Joyce was brought into the ER my first weekend on call.  She was a student at one of the nearby Bible colleges, having recently moved to PNG from the Solomon Islands.  She was about 30 weeks pregnant (7 months) and was referred to our hospital because of very high blood pressure.  I evaluated her and gave the diagnosis of pre-eclampsia, or "toxemia" of pregnancy for the non-medical folks out there.  I admitted Joyce to B-ward for observation.  Lab tests and continued blood pressure readings confirmed that this disease was in the severe stage.  I did an ultrasound and there was very little water around the baby; this supported the diagnosis.  The only treatment for severe pre-eclampsia is delivery.

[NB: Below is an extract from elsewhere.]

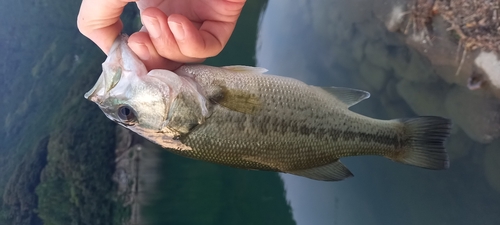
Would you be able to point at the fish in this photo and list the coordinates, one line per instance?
(241, 117)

Back home in the States this would have been a no-brainer.  Let's the kid delivered and he or she will live in the NICU for a couple of months.  In fact, babies as small as 1 pound and early as 24 weeks can survive.  Not so here in PNG.  The smallest of babies cannot survive here without the incubators, ventilators, and fancy equipment of modern day NICUs.  Our nursery is a small and very toasty room where the premature babies share a couple of warming beds.  Oxygen is given by a tiny tube in the nose.  Mothers help to provide the care, feeding their babies expressed breast milk through another tube that goes into the stomach.  

So I here I was facing a difficult decision, though I knew the answer.  Do nothing and both mom and baby would become very sick and possibly die.  Inducing labor would save mom's life, but Joyce's baby was right on the edge of survival in our nursery.  I ordered medication that would start the contractions.  The next morning, Joyce delivered a baby boy who weighed only 1.4 kilograms, or about 2.6 pounds.  Baby Josh did surprisingly well for the first few days, breathing easily and tolerating feeds.  Then he took a turn for the worst:  pulse rate began to rise, breathing became labored, body temperature elevated.  Antibiotics were able to hold down the infection for a few days, but his tiny body was unable to continue the fight.  After just ten short days of life, Josh lost the battle.

Sometimes it is hard to understand God's plan in something like this.  The Father was watching as little Josh was being formed.  He knew that he would be born early and that he would only have ten days with his earthly family before going to heaven.  His love is so great, and I will trust in that love when things don't make sense.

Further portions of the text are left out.